# Laying in hot sun



## sanae (May 18, 2010)

Hi, 

My pit always loves laying in the sun. Didn't think to much of it since the weather has been pretty mild but now it is super hot and he still goes to lay in the hot sun and pants like crazy. I am getting worried he might get sunstroke so every time i catch him i call him in. Is this normal/safe even when it is really, really hot? 87 degrees F. Thanks!


----------



## jmejiaa (Dec 8, 2009)

I wouldn't think much of it if they are just laying, as far as I know dogs love sun bath and haven't heard anything happen with them just laying.. If he was getting very agitated and active in the heat then I would stop them after a while..

87 isn't THAT hot IMO...


----------



## blueboy (Jan 5, 2010)

My dog does the same thing. She will get a large stick or one of her toys and just lay out there.


----------



## angelbaby (Feb 4, 2010)

mine do the same and usually when they get hot they get up and come inside or move to the shade I wouldnt worry to much on it as long as they have fresh water and access to shade or inside it should be fine.


----------



## FurMomma<3 (Jun 28, 2011)

sanae said:


> Hi,
> 
> My pit always loves laying in the sun. Didn't think to much of it since the weather has been pretty mild but now it is super hot and he still goes to lay in the hot sun and pants like crazy. I am getting worried he might get sunstroke so every time i catch him i call him in. Is this normal/safe even when it is really, really hot? 87 degrees F. Thanks!

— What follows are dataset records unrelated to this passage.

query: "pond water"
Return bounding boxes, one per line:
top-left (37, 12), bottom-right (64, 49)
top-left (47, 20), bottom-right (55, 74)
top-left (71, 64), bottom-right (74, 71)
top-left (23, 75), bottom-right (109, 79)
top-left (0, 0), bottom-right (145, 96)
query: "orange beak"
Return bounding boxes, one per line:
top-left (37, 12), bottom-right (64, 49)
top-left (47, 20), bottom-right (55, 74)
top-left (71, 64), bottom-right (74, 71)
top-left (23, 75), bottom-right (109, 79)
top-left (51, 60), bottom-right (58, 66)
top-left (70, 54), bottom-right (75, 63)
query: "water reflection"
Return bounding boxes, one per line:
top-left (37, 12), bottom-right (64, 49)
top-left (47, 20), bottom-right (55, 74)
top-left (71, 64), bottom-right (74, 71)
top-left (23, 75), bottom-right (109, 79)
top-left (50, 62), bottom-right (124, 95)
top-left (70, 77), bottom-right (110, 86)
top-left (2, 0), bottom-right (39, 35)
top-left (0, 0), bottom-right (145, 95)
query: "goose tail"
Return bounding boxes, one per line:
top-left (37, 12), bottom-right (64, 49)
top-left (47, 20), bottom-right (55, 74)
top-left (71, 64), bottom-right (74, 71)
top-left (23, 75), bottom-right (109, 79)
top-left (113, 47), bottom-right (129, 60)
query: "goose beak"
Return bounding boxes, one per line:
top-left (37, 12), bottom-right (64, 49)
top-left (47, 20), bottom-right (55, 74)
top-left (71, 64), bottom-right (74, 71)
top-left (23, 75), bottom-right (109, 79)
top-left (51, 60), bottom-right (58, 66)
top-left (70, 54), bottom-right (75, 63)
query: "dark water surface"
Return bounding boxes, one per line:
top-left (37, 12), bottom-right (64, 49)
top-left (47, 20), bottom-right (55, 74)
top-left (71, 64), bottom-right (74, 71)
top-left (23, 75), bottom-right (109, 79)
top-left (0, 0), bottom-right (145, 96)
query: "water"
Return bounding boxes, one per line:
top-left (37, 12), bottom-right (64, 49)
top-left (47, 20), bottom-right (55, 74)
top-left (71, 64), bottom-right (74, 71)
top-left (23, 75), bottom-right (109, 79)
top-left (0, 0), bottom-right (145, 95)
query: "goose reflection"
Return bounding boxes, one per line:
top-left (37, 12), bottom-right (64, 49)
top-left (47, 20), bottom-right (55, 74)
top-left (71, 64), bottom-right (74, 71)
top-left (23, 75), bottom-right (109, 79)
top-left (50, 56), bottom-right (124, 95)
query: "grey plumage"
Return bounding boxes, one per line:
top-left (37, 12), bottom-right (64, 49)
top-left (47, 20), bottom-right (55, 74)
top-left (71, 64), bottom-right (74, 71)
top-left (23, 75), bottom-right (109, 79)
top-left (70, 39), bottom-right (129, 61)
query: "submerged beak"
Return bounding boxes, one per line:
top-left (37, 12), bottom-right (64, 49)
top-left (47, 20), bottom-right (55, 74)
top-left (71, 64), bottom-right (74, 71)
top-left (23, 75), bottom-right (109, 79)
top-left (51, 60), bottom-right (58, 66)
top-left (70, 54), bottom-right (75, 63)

you think 87 is hot?? try texas, it's been in the 100+ for the better part of a month! =P

aside from that, i'm with angelbaby.


----------



## sanae (May 18, 2010)

Thank you all for your prompt responses! I feel much more at ease. He does come in after a while and drink lots of water. 

All the Best,
Overprotective pit mom


----------



## MY MIKADO (Apr 7, 2006)

I think it depends on the humidity too. You need to factor in the heat index. I dont let Vendetta lay out in the sun as she is dark and heats up faster. You might want to hose him down before he lays in the sun.


----------



## ames (Jun 6, 2010)

angelbaby said:


> mine do the same and usually when they get hot they get up and come inside or move to the shade I wouldnt worry to much on it as long as they have fresh water and access to shade or inside it should be fine.


I agree, as long as they have the option, they will move when its hot. Mel does a constant rotate sun, then move to shade, move to the sun then back to the shade, lol.


----------



## Aximus Prime (Dec 15, 2009)

Mine does the same thing but he will move into the shade once he starts panting heavy. Your dog will learn that too much sun isn't fun and move toward shade.


----------



## zohawn (Jun 8, 2011)

with shorthair breeds beware of sunburn


----------



## r0ckah0l1c (Jan 18, 2011)

Its been around 105 - 118 here lately so we've been giving our dogs water & powerade whenever they come inside...also make sure you spray on new sunscreen EVERYTIME before they go outside because it truly is only good for 30min and needs to be reapplied.


----------